Charles Ennis, President
This image of Messier 82 was imaged from Roberts Creek on May 29/30 2016 with a Megrez 120mm, Canon 60Da, and a x1.6 Barlow lens. Guided exposures were taken at 30, 120, 300 and 600 seconds for a total exposure time of 68 mins. at 1600 ISO. Stacking was with Deep Sky Stacker, processing in Photoshop CS2 and PixInsight. The sky quality (SQM) reading was an excellent 21.9, the best I’ve ever recorded from this location, all my neighbour’s lights were off and the moon had not risen!
Messier 82 is a starburst galaxy about 12 million light-years away in the constellation Ursa Major in which stars are forming at very high rates. It is a member of the M81 Group, this group is circumpolar, we can see it from our latitude all year round. Finding M82 is not particularly difficult as the “Plough” asterism of Ursa Major can be used as the starting point. The M81 / M82 pair is located 10 degrees northwest of Dubhe, the northwest corner star of the bowl of the Plough.
M82 is about five times more luminous than the whole Milky Way and has a center one hundred times more luminous than our galaxy’s center. The starburst activity is thought to have been triggered by interaction with neighbouring galaxy M81. As the closest starburst galaxy to our own, M82 is the prototypical example of this galaxy type, the Seyfert galaxies. In 2014, in studying M82, scientists discovered the brightest pulsar yet known, designated M82 X-2, it lies at the centre of the galaxy.
On 10 April between 2:48 and 3:28 PM our members gathered at the SCC Observatory to witness the Moon occulting Aldebaran.
Our treasurer Bruce Fryer reports:
“My wife and I also enjoyed Sunday afternoon stargazing and getting a donor scope out of mothballs. The clouds cleared back, the sun shone warmly and then Aldebaran popped out from behind the moon—a tiny pinprick of light in the blue sky—only visible if you knew exactly where to look. Who would have thought! Thanks, Neil and the rest of the gang that came along.”
Our VP Mike Bradley used our Malincam to get this photo of the Sun. Mike reports:
“Here is an image of sunspot AR2529 taken on Sunday during the Moon/Aldebaran outing to the observatory.
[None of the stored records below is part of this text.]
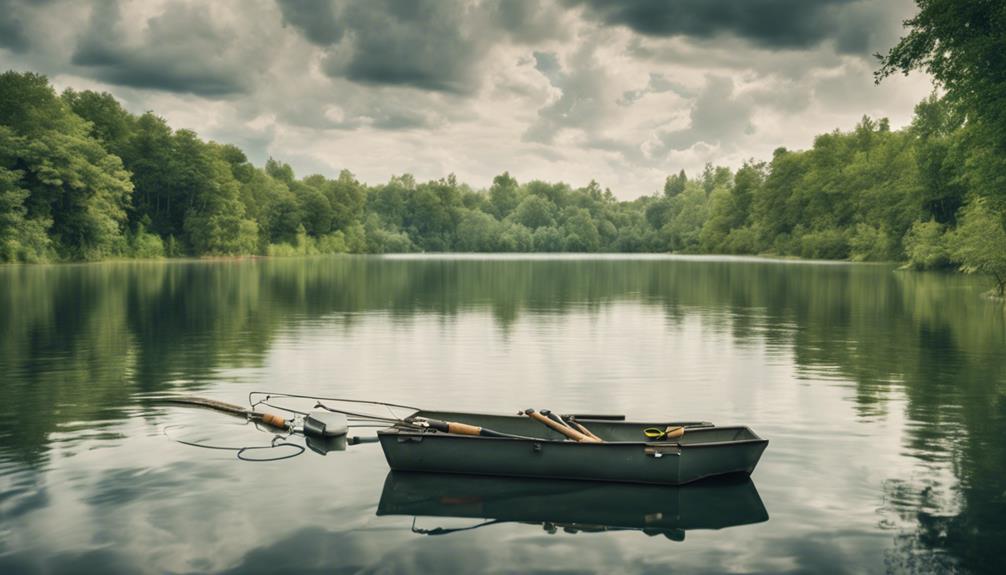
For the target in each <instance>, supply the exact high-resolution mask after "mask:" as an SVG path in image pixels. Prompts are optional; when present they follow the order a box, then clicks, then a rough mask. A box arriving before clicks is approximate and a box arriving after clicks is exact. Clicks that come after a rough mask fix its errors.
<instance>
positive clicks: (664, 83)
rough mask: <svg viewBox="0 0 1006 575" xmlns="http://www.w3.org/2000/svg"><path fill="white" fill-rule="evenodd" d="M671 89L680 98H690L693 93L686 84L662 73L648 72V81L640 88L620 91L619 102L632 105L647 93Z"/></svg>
mask: <svg viewBox="0 0 1006 575" xmlns="http://www.w3.org/2000/svg"><path fill="white" fill-rule="evenodd" d="M668 91H673V92H674V93H676V94H678V95H680V97H682V98H691V97H692V95H693V94H692V92H691V90H690V89H688V87H687V86H685V85H683V84H681V83H680V82H677V81H674V80H672V79H670V78H668V77H667V76H665V75H664V74H662V73H653V72H651V73H650V81H649V82H647V84H646V86H645V87H643V88H641V89H630V90H627V91H625V92H623V93H622V98H621V99H619V104H620V105H622V106H632V105H633V104H636V102H638V101H639V100H640V99H642V98H643V97H644V95H646V94H648V93H664V92H668Z"/></svg>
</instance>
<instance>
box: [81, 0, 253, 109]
mask: <svg viewBox="0 0 1006 575" xmlns="http://www.w3.org/2000/svg"><path fill="white" fill-rule="evenodd" d="M121 20H122V17H121V12H120V7H119V3H118V2H117V1H116V0H106V1H103V2H98V3H96V4H95V6H94V8H93V11H92V15H91V21H90V23H89V24H88V27H87V29H86V30H85V32H83V33H82V35H81V36H80V39H79V41H78V43H77V45H76V49H75V50H74V52H73V55H72V57H71V61H72V63H74V64H76V65H79V66H85V67H89V68H93V69H94V71H95V75H96V76H97V77H98V78H99V79H102V80H104V81H107V82H110V83H116V84H121V85H128V86H133V87H145V88H156V89H163V90H167V91H176V92H190V93H196V94H201V95H225V94H230V93H235V92H240V91H244V90H245V89H246V88H247V85H246V80H245V78H246V77H247V76H248V75H249V69H250V68H246V67H244V66H242V65H240V64H241V63H242V62H241V61H239V59H238V58H235V57H228V55H230V56H232V55H233V54H231V53H230V52H229V50H228V48H229V44H230V43H231V40H232V38H231V35H230V34H229V33H227V32H225V31H223V30H220V29H219V28H217V27H216V26H215V25H214V24H213V22H212V19H211V17H210V15H209V12H208V10H207V9H206V8H205V7H200V6H196V5H187V4H169V5H168V6H167V8H166V9H165V10H164V12H163V13H161V14H160V15H157V16H154V17H152V18H150V19H149V20H148V21H147V22H146V29H145V30H144V31H143V34H142V37H141V38H140V41H138V42H133V41H129V40H128V39H127V38H126V35H125V33H124V30H123V26H122V22H121Z"/></svg>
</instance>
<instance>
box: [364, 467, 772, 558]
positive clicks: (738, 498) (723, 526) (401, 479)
mask: <svg viewBox="0 0 1006 575" xmlns="http://www.w3.org/2000/svg"><path fill="white" fill-rule="evenodd" d="M377 515H378V516H412V517H426V518H431V517H440V518H464V519H470V520H482V522H481V523H478V524H475V525H472V526H466V527H453V528H444V527H427V528H423V527H415V526H414V525H413V527H412V531H413V532H415V533H418V534H423V535H448V534H451V533H456V532H459V531H471V530H472V529H476V528H481V527H488V526H491V525H498V524H502V523H518V524H531V525H537V526H540V527H541V528H542V529H544V530H545V531H546V532H548V533H556V532H557V531H558V530H562V531H563V532H566V533H577V532H578V533H599V532H612V531H639V532H642V533H645V534H646V535H649V536H658V535H663V536H664V537H667V538H668V539H671V540H674V541H681V540H683V539H684V537H685V532H686V531H691V530H698V529H724V528H729V527H734V526H739V525H750V524H757V523H762V522H765V521H768V520H769V514H768V512H767V511H766V509H765V505H764V504H763V503H762V498H760V497H759V494H758V490H757V489H756V488H755V484H753V483H751V481H750V478H749V477H728V478H723V480H711V481H708V482H702V483H700V484H696V485H693V486H683V487H679V488H667V487H662V486H634V485H629V484H606V483H599V482H594V483H588V482H572V481H562V480H533V478H519V477H490V476H485V475H444V474H436V473H420V472H410V471H391V472H389V473H388V474H387V478H385V480H384V490H383V492H382V493H381V497H380V504H379V505H378V506H377ZM424 523H426V522H424Z"/></svg>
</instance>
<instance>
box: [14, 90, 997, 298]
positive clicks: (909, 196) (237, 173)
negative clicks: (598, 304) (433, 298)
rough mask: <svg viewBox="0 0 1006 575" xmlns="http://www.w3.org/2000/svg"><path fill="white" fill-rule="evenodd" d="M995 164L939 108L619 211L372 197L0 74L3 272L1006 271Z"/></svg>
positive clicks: (101, 97) (591, 206) (537, 188)
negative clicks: (108, 265) (315, 265)
mask: <svg viewBox="0 0 1006 575" xmlns="http://www.w3.org/2000/svg"><path fill="white" fill-rule="evenodd" d="M996 162H999V163H1000V164H1002V162H1001V161H1000V160H999V159H998V158H990V155H989V154H988V153H987V152H986V151H985V150H984V149H983V148H982V147H981V146H979V145H976V144H975V143H974V141H973V139H972V138H970V133H969V130H968V126H967V123H965V122H964V120H963V119H962V118H959V117H958V116H957V115H955V114H954V112H953V109H952V108H951V107H950V106H949V105H947V104H946V103H945V102H943V101H941V100H939V99H937V98H935V97H934V98H930V99H928V100H927V101H925V102H923V103H920V104H919V105H918V106H917V108H916V111H915V117H914V121H913V123H912V124H911V126H910V127H908V128H906V129H904V130H900V131H892V130H890V128H889V126H888V123H887V121H886V120H880V121H874V120H871V119H869V118H864V119H863V120H862V122H860V123H859V125H857V126H856V127H855V128H854V129H853V130H852V131H851V132H847V133H843V132H838V131H836V132H833V133H829V134H824V135H821V136H819V137H817V138H816V140H815V142H814V146H813V148H812V149H810V150H806V151H799V152H795V151H788V150H785V149H779V150H777V151H776V153H775V154H774V156H773V158H772V160H771V161H769V162H758V161H753V160H752V161H749V162H747V163H745V164H744V165H743V166H742V167H741V168H739V169H738V170H736V172H732V171H731V170H730V169H728V168H724V167H713V166H707V167H706V169H705V170H704V171H703V173H702V174H699V175H697V176H696V177H688V176H687V175H686V174H685V173H684V172H680V173H678V174H676V175H672V176H670V177H668V178H667V181H666V183H665V186H664V189H663V192H662V193H660V194H657V195H654V196H646V197H642V198H639V199H636V200H632V201H618V200H617V199H616V198H615V196H614V195H613V194H612V193H611V191H610V190H608V189H603V188H602V187H601V186H600V185H598V184H597V183H596V182H591V183H590V184H589V185H586V186H585V187H581V188H573V187H571V186H569V185H567V184H564V183H547V182H541V181H532V182H527V183H523V184H521V183H519V182H517V181H516V180H515V179H514V178H512V177H511V176H510V175H509V174H507V173H504V174H502V175H500V176H497V177H496V178H495V179H494V180H493V183H492V186H491V187H490V188H489V189H488V190H475V189H472V188H471V187H469V186H467V185H465V184H462V183H459V182H457V180H456V179H455V178H454V176H449V177H447V178H445V179H442V180H436V181H430V182H424V183H418V182H416V181H415V180H414V179H413V178H412V177H411V176H409V175H402V176H398V177H393V178H391V179H390V181H389V182H387V183H386V184H383V185H374V186H368V185H365V184H363V183H361V182H359V181H358V180H357V179H356V178H355V177H354V176H353V175H352V174H351V173H349V172H348V171H343V172H342V173H341V174H340V175H339V177H338V178H335V179H329V178H326V177H324V176H321V175H311V176H307V177H303V178H300V179H298V178H297V177H296V175H295V174H294V171H293V170H292V169H291V167H290V166H289V165H287V164H283V163H280V162H277V161H275V160H272V159H271V160H270V161H269V162H267V164H266V165H265V166H264V167H261V168H260V167H257V166H253V165H251V164H250V163H249V162H248V160H247V158H246V157H245V155H244V154H243V152H241V150H239V149H238V148H236V147H234V146H231V145H224V144H217V143H214V142H204V141H202V140H201V139H199V138H198V136H197V135H196V134H195V133H193V132H191V131H188V130H178V131H174V130H172V129H171V128H170V127H169V126H168V125H167V124H166V123H165V121H164V120H163V119H161V118H159V117H157V116H156V115H154V114H153V113H147V114H144V115H142V116H135V115H132V114H130V113H128V112H127V111H126V110H125V109H124V108H123V107H122V106H121V105H120V104H119V103H118V102H117V101H116V100H115V99H114V98H113V97H112V95H110V94H108V93H98V92H94V91H74V90H72V89H68V90H66V91H64V92H63V93H62V94H56V92H55V91H54V90H53V88H52V87H51V86H50V85H49V84H48V81H47V79H46V78H45V77H44V76H41V75H38V74H34V73H30V72H29V73H18V72H13V71H9V72H6V73H4V74H2V75H0V259H2V260H6V261H43V260H93V259H101V258H108V257H158V256H175V255H233V254H257V253H258V254H292V253H326V252H366V253H383V252H401V251H452V250H453V251H549V252H555V251H622V252H634V251H651V252H684V253H698V252H705V253H745V254H777V255H793V256H801V257H813V258H829V259H846V258H848V259H854V260H906V261H909V262H910V263H911V264H912V265H915V266H919V267H940V266H945V265H951V264H955V263H958V264H964V265H966V266H968V265H971V266H972V267H975V265H976V258H981V257H986V258H988V257H993V258H994V257H995V254H991V255H990V250H991V249H998V248H1000V247H1001V248H1002V249H1001V251H1002V252H1006V232H1004V231H1003V228H1002V213H1003V210H1002V209H1001V206H1000V205H999V204H995V203H993V202H987V201H985V199H983V198H985V197H986V196H988V195H989V194H988V193H986V191H985V188H987V187H988V182H986V181H984V180H983V177H984V176H985V175H987V174H995V170H994V169H993V170H990V169H989V167H990V166H989V165H990V164H993V166H992V167H993V168H994V167H995V166H994V165H995V164H996ZM978 165H982V166H984V169H974V168H975V166H978ZM981 270H984V271H989V270H988V269H986V268H982V269H981ZM1000 285H1001V283H1000Z"/></svg>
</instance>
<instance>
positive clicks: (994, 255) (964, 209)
mask: <svg viewBox="0 0 1006 575" xmlns="http://www.w3.org/2000/svg"><path fill="white" fill-rule="evenodd" d="M948 243H949V246H950V252H951V256H952V257H953V258H954V260H955V261H957V262H959V263H960V265H961V270H962V271H964V272H966V273H986V274H989V275H991V276H992V277H993V278H994V279H995V282H996V295H998V296H999V297H1002V296H1003V295H1004V294H1006V229H1003V217H1002V214H999V213H995V212H993V211H992V209H991V208H990V207H989V205H988V201H987V200H986V199H985V198H981V197H978V198H975V199H974V200H972V201H971V203H970V204H969V205H967V206H966V207H965V208H964V209H963V210H962V213H961V223H960V225H958V227H957V229H955V230H954V231H953V232H951V233H950V236H949V238H948Z"/></svg>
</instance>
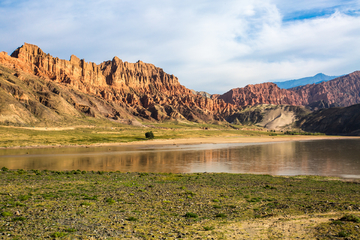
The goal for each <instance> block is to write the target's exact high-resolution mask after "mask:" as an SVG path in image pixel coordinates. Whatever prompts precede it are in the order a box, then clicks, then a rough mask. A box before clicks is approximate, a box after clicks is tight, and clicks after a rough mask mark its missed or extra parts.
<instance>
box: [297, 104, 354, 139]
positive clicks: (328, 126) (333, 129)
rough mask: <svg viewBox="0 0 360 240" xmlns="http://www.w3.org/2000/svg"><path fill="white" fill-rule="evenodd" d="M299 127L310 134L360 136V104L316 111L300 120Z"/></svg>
mask: <svg viewBox="0 0 360 240" xmlns="http://www.w3.org/2000/svg"><path fill="white" fill-rule="evenodd" d="M298 125H299V127H301V129H303V130H305V131H309V132H322V133H327V134H345V135H357V136H360V104H356V105H353V106H350V107H346V108H329V109H322V110H319V111H315V112H313V113H311V114H309V115H307V116H305V117H303V118H302V119H301V120H299V122H298Z"/></svg>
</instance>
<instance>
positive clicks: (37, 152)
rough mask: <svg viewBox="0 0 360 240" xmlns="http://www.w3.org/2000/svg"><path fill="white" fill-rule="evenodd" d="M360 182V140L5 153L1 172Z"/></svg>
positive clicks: (321, 140)
mask: <svg viewBox="0 0 360 240" xmlns="http://www.w3.org/2000/svg"><path fill="white" fill-rule="evenodd" d="M1 167H7V168H9V169H28V170H29V169H39V170H44V169H48V170H58V171H64V170H77V169H80V170H86V171H91V170H94V171H121V172H168V173H169V172H171V173H193V172H227V173H255V174H271V175H289V176H292V175H322V176H338V177H343V178H360V139H344V140H315V141H293V142H280V143H255V144H254V143H250V144H249V143H227V144H195V145H165V146H155V145H154V146H149V145H148V146H117V147H91V148H85V147H77V148H47V149H4V150H0V168H1Z"/></svg>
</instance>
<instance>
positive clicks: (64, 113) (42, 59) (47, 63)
mask: <svg viewBox="0 0 360 240" xmlns="http://www.w3.org/2000/svg"><path fill="white" fill-rule="evenodd" d="M0 66H1V69H2V70H1V71H2V73H1V74H2V75H1V79H0V80H1V88H0V89H1V91H0V93H1V96H0V97H1V98H2V100H4V101H2V105H3V106H2V107H1V109H2V110H1V109H0V110H1V112H0V114H1V116H2V120H0V121H5V120H6V121H10V122H13V121H15V122H19V123H30V122H36V121H43V120H44V119H45V120H49V119H51V120H53V121H57V120H58V119H62V118H64V116H66V117H69V116H75V117H83V116H92V117H96V118H107V119H111V120H114V121H120V122H121V121H127V120H128V119H133V118H134V117H136V118H139V119H147V120H156V121H163V120H174V119H184V120H185V119H187V120H190V121H198V122H202V121H218V120H224V118H226V117H227V116H229V115H231V114H233V113H234V112H236V111H238V110H239V109H240V108H239V107H238V106H234V105H232V104H229V103H225V102H224V101H223V100H221V99H210V98H208V97H204V96H202V95H201V94H194V93H192V91H191V90H190V89H187V88H186V87H184V86H182V85H181V84H180V83H179V81H178V79H177V78H176V77H175V76H173V75H170V74H167V73H165V72H164V71H163V69H161V68H158V67H155V66H154V65H152V64H148V63H143V62H141V61H138V62H137V63H128V62H123V61H122V60H120V59H119V58H117V57H114V58H113V59H112V60H111V61H105V62H103V63H101V64H98V65H97V64H95V63H91V62H85V60H83V59H79V58H77V57H76V56H74V55H72V56H71V57H70V60H69V61H67V60H62V59H59V58H56V57H52V56H51V55H50V54H46V53H44V52H43V51H42V50H41V49H40V48H39V47H37V46H35V45H32V44H27V43H25V44H24V45H23V46H21V47H19V48H18V49H16V50H15V51H14V52H13V53H12V54H11V56H9V55H8V54H7V53H5V52H1V53H0ZM8 104H13V105H11V106H8ZM12 107H15V108H16V109H21V113H20V112H19V113H16V111H11V110H9V109H12ZM9 111H10V112H11V113H9Z"/></svg>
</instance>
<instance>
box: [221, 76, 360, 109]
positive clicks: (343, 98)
mask: <svg viewBox="0 0 360 240" xmlns="http://www.w3.org/2000/svg"><path fill="white" fill-rule="evenodd" d="M218 99H222V100H224V101H225V102H227V103H231V104H235V105H238V106H254V105H257V104H275V105H279V104H287V105H297V106H307V105H310V104H314V103H317V102H321V101H322V102H323V104H322V105H324V106H326V105H328V106H330V105H331V106H342V107H347V106H350V105H353V104H357V103H360V71H356V72H353V73H351V74H348V75H345V76H342V77H339V78H336V79H333V80H330V81H327V82H322V83H319V84H308V85H305V86H301V87H296V88H291V89H280V88H279V87H278V86H277V85H275V84H274V83H262V84H255V85H248V86H246V87H244V88H234V89H231V90H230V91H228V92H226V93H224V94H223V95H220V96H219V97H218ZM314 105H316V104H314Z"/></svg>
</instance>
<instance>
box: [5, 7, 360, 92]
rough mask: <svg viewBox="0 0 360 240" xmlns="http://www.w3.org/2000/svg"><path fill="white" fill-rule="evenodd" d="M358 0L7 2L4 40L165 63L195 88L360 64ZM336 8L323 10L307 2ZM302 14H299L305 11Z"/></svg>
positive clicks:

‘Clouds made observing the occultation rather challenging, although David was skilled enough to be able to glimpse it. The rest of us spent time looking at the sun as well. The image here was taken through the Mallincam using a Mylar style filter on an ED80, as a 2 minute video and then stacked and colourised. If you have a suitable solar scope, this is a very impressive sunspot group, with definite umbra and penumbra features, it may have a few more days before it fades – so take a look.”